O assessor do Departamento Nacional de Trânsito (Denatran), Carlos Eduardo Leitão, avalia que estudos sobre os custos dos acidentes de trânsito podem contribuir para a elaboração de políticas públicas. "Um dos grandes problemas na análise dos projetos rodoviários é que esses custos com acidentes, por não serem quantificados, geralmente são considerados como fatores externos e não incluídos na análise dos projetos", explicou Leitão.

O Instituto de Pesquisa Econômica Aplicada (Ipea), em parceria com o Denatran, está elaborando uma pesquisa para medir os custos sociais e econômicos dos acidentes nas rodovias do país que deverá ser concluída em julho de 2006. Para o assessor, o estudo vai permitir que os novos projetos rodoviários incluam em seu orçamento os recursos necessários para contribuir com as políticas públicas de redução de acidentes.

De acordo com Leitão, os acidentes são causados principalmente por imprudência, excesso de velocidade e descumprimento da sinalização. "Alguns trechos rodoviários também estão em condições de conservação bastante precárias e isso concorre para a ocorrência de acidentes e o agravamento das suas causas", destacou.

A pesquisa vai analisar os gastos que envolvem os acidentes de trânsito, como atendimento médico, Previdência, processos judiciais, seguro e infra-estrutura.
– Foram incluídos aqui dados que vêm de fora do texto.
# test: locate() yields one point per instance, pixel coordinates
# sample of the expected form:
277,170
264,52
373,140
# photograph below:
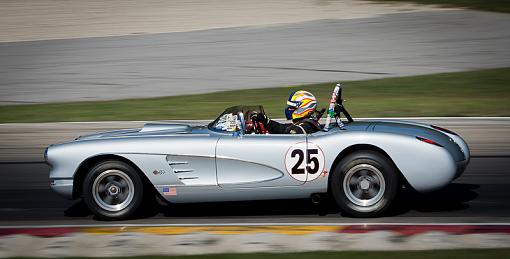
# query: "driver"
301,107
Em estudo semelhante nas áreas urbanas, o custo estimado é de R$ 5,3 bilhões por ano apenas com os acidentes de trânsito ocorridos nas cidades.
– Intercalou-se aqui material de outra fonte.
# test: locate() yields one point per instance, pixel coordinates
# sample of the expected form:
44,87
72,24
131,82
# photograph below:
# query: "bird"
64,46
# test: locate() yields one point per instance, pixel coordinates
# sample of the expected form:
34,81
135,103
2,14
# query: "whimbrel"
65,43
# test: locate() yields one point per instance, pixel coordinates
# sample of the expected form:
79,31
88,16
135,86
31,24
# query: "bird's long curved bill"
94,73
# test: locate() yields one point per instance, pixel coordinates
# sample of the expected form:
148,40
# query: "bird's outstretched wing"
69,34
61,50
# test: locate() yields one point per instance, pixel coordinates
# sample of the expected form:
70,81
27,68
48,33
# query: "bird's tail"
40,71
Para o presidente do Ipea, Glauco Arbix, o resultado da pesquisa não tem caráter apenas econômico. "A pesquisa vai fornecer uma série de indicações para as autoridades, para os órgãos governamentais, para todas as associações que cuidam dos aspectos ligados aos acidentes rodoviários de tal forma que a gente possa diminuir a intensidade dos acidentes e melhorar de fato a condição de segurança das nossas rodovias", afirmou Arbix.
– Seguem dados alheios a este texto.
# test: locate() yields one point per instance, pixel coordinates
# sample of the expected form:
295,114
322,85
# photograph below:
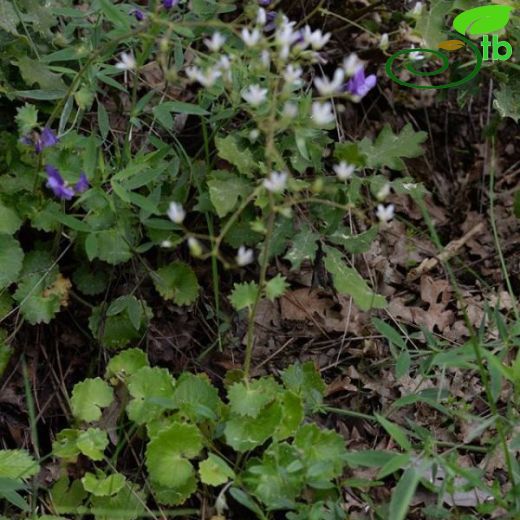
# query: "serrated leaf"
126,364
151,389
177,282
225,190
248,398
17,464
389,148
8,18
275,287
103,486
26,118
244,434
11,260
215,471
92,443
239,156
304,247
171,449
243,295
349,282
304,380
89,397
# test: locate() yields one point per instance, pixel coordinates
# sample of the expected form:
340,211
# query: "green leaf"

De acordo com Arbix, a pesquisa vai avaliar também as necessidades geradas em hospitais e instituições governamentais pelos acidentes. "Nós estamos preocupados em perceber como é que os hospitais são obrigados a se mobilizar, como é que as prefeituras são obrigadas a se mobilizar para dar conta dos acidentes, como é que os acidentes passam a exigir que cada um dos seus componentes da família da vítima se envolva com isso", disse.